11. The method according to claim 3, wherein the (ii) hyperpolarized metabolic marker exhibiting a higher conversion in cancer cells compared to lymphocytes is acetin, benzyl acetate, or ethyl 3-acetoxybutanoate.

12. The method according to claim 3, wherein the (ii) hyperpolarized metabolic marker exhibiting a slower conversion in cancer cells compared to lymphocytes is an ester selected from ethyl or methyl esters or a carboxylic acid with a molecular weight of ≦400 Da, wherein the acid part comprises a straight or branched alkyl chain and/or aromatic group.

13. (canceled)

14. The method according to claim 3, wherein the (ii) hyperpolarized metabolic marker exhibiting a slower conversion in cancer cells compared to lymphocytes is diethyl succinate, methyl butyrate or ethyl acetoacetate.

15-16. (canceled)

17. The method according to claim 1, wherein (i) is glucose, pyruvate, lactate, fumarate, malate, an alpha-keto-acid, or an alpha amino acid.

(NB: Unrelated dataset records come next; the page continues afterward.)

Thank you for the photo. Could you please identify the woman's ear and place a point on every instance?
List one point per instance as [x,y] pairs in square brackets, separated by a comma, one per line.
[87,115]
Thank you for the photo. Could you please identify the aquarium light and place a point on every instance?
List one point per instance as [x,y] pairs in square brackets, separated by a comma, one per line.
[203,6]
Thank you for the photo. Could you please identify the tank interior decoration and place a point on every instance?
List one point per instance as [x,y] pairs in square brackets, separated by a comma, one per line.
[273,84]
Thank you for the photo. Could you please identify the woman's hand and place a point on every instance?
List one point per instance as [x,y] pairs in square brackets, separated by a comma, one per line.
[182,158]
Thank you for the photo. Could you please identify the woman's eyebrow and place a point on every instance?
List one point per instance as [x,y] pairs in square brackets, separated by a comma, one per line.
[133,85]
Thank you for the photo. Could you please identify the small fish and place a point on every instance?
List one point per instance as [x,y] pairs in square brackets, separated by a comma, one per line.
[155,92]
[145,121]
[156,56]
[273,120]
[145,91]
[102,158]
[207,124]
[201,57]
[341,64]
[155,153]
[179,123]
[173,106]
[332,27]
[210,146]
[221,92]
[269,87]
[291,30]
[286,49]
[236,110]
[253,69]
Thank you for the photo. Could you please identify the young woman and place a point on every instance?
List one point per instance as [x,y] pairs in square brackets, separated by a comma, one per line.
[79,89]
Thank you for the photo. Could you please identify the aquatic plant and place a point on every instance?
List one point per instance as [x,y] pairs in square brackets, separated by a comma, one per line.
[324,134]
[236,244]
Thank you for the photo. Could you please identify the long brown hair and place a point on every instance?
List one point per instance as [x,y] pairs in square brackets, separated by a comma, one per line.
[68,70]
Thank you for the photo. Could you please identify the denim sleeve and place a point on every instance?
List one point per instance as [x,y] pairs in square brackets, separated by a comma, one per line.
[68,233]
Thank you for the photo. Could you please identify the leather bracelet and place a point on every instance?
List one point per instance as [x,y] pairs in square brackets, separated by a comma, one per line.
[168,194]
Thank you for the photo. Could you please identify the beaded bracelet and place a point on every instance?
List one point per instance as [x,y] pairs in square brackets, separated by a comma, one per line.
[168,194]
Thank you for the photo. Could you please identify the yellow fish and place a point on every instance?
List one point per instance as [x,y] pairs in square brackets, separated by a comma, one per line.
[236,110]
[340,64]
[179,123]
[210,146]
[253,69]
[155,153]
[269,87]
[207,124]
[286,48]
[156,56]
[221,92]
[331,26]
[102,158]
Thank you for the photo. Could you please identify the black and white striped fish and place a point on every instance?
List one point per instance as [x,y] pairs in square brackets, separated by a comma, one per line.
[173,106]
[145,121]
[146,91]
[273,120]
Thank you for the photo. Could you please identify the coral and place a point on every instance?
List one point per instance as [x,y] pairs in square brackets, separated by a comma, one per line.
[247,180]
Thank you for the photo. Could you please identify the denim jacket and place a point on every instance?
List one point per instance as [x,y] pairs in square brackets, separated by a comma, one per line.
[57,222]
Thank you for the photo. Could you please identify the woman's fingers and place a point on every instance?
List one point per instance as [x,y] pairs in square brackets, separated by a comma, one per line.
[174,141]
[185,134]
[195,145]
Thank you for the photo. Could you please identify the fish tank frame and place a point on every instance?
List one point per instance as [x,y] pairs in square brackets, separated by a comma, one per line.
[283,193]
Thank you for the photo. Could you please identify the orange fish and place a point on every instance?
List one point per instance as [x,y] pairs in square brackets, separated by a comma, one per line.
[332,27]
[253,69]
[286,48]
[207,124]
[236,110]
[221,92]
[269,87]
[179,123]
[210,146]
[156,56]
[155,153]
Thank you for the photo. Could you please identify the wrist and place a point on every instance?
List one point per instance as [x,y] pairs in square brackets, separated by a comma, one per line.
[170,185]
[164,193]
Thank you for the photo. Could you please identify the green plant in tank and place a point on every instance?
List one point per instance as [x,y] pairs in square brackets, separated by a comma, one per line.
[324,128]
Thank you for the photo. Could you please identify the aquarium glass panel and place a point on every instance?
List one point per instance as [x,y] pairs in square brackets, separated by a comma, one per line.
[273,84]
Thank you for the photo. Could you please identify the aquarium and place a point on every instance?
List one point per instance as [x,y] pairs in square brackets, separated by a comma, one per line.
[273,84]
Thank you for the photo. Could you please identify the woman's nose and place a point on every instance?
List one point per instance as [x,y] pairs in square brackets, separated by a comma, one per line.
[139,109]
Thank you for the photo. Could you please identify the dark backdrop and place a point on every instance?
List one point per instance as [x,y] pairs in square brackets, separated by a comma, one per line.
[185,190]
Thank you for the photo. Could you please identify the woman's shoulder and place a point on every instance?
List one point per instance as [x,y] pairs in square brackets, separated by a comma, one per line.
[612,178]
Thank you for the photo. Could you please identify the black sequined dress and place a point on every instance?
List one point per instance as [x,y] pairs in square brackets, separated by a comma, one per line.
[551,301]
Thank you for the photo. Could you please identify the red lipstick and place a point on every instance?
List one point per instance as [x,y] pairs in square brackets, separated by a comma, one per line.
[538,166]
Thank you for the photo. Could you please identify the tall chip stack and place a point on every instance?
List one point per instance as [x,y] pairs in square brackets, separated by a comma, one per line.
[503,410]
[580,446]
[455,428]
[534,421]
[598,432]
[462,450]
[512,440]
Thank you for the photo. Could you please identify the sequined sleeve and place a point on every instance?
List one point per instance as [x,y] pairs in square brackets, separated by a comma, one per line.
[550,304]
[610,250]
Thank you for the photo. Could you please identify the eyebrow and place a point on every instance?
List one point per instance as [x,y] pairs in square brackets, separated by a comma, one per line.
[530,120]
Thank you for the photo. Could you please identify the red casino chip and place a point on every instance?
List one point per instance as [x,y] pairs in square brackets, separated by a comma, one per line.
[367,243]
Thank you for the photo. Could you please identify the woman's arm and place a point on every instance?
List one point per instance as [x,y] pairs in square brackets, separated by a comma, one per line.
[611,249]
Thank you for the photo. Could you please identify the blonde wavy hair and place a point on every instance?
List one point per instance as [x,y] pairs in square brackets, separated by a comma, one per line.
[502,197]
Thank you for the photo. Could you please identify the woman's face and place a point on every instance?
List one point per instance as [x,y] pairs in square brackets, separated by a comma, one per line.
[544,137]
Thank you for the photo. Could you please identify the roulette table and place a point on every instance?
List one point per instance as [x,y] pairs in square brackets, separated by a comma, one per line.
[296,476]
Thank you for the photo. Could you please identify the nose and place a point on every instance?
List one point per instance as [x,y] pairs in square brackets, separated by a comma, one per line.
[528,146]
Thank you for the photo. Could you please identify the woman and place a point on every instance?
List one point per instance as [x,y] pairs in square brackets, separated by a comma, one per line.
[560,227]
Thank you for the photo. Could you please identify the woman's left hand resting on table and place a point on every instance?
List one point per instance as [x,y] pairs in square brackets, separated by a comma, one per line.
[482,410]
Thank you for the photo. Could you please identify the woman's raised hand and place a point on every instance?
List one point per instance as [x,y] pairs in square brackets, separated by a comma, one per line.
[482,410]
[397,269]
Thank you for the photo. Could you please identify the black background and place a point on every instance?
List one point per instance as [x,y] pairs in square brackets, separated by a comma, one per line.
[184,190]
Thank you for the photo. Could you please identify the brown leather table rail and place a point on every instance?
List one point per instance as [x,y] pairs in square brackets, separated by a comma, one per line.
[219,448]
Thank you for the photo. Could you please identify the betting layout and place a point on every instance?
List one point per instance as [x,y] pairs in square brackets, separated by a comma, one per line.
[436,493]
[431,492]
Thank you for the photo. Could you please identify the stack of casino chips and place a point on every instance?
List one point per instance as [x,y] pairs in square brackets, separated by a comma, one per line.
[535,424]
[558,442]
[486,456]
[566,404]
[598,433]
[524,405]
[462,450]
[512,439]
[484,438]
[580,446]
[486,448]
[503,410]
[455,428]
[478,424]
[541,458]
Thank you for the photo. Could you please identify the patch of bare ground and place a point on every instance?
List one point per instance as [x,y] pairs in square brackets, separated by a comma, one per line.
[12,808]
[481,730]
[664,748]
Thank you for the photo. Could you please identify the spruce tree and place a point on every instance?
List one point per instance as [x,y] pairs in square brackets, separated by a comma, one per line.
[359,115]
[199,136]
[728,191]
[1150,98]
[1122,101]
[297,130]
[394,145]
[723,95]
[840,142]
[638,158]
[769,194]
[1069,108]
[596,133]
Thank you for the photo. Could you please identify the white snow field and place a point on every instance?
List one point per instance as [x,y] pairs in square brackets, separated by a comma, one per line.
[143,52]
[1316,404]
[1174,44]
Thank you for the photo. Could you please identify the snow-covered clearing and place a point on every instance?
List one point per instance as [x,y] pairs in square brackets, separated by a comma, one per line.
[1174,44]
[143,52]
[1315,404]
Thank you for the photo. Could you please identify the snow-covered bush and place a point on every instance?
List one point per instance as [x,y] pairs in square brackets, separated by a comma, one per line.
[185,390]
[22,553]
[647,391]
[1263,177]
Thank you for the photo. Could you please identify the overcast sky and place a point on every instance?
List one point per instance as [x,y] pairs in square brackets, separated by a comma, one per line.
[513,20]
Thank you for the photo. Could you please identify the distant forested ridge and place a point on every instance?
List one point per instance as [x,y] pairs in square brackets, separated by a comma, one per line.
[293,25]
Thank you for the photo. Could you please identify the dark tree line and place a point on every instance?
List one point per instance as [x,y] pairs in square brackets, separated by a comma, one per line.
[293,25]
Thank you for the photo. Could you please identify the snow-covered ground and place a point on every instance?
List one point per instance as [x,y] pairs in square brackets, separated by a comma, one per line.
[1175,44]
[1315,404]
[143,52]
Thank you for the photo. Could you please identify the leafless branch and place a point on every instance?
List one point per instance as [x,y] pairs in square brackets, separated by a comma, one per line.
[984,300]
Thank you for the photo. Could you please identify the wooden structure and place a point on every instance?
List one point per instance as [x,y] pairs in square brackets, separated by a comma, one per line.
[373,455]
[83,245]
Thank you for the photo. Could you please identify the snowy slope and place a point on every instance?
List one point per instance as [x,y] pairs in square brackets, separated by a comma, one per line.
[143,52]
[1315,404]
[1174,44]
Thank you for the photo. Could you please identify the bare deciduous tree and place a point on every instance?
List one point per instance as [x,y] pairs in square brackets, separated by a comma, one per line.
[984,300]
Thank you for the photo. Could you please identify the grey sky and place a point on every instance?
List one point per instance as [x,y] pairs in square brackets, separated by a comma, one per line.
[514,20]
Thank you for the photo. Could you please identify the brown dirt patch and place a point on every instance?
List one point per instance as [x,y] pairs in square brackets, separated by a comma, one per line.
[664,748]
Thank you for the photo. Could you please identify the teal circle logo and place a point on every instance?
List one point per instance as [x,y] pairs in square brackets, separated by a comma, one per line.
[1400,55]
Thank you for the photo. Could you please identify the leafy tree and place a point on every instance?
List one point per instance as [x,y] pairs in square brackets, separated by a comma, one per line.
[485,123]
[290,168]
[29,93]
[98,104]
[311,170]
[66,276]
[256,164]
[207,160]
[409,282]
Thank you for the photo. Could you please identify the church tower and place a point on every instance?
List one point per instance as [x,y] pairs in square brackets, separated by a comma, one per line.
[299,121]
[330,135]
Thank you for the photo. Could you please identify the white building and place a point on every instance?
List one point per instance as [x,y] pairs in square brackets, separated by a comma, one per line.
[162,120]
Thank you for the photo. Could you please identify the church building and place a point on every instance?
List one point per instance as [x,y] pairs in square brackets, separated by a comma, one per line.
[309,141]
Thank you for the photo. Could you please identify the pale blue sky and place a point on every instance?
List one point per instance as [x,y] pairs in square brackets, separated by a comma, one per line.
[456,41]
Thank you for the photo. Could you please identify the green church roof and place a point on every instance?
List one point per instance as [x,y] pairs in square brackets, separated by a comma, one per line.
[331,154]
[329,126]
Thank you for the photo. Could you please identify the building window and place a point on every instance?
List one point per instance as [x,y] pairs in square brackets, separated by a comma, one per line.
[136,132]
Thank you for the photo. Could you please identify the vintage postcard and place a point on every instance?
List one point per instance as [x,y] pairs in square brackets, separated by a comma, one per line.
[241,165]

18. The method according to claim 1, wherein (i) is glucose or pyruvate.

19-20. (canceled)

21. The method according to claim 3, wherein said method is carried out while said patient, from which said tissue sample has been obtained, is undergoing surgery for a primary tumor.

22-24. (canceled)

25. A kit comprising (i) a metabolic marker indicating metabolically active cells and (ii) a metabolic marker allowing a distinction between lymphocytes and cancer cells.

26-27. (canceled)

28. The kit according to claim 25, wherein (ii) is acetin, benzyl acetate, ethyl 3-acetoxybutanoate, diethyl succinate, methyl butyrate, or ethyl acetoacetate.

29. (canceled)

30. The kit according to claim 25, wherein (i) is glucose, pyruvate, lactate, fumarate, malate, an alpha-keto-acid, or an alpha amino acid.

31-35. (canceled)

36. The method according to claim 1, wherein said method is carried out while said patient, from which said tissue sample has been obtained, is undergoing surgery for a primary tumor.

37. The method according to claim 3, wherein (i) is glucose, pyruvate, lactate, fumarate, malate, an alpha-keto-acid, or an alpha amino acid.

38. The method according to claim 3, wherein (i) is glucose or pyruvate.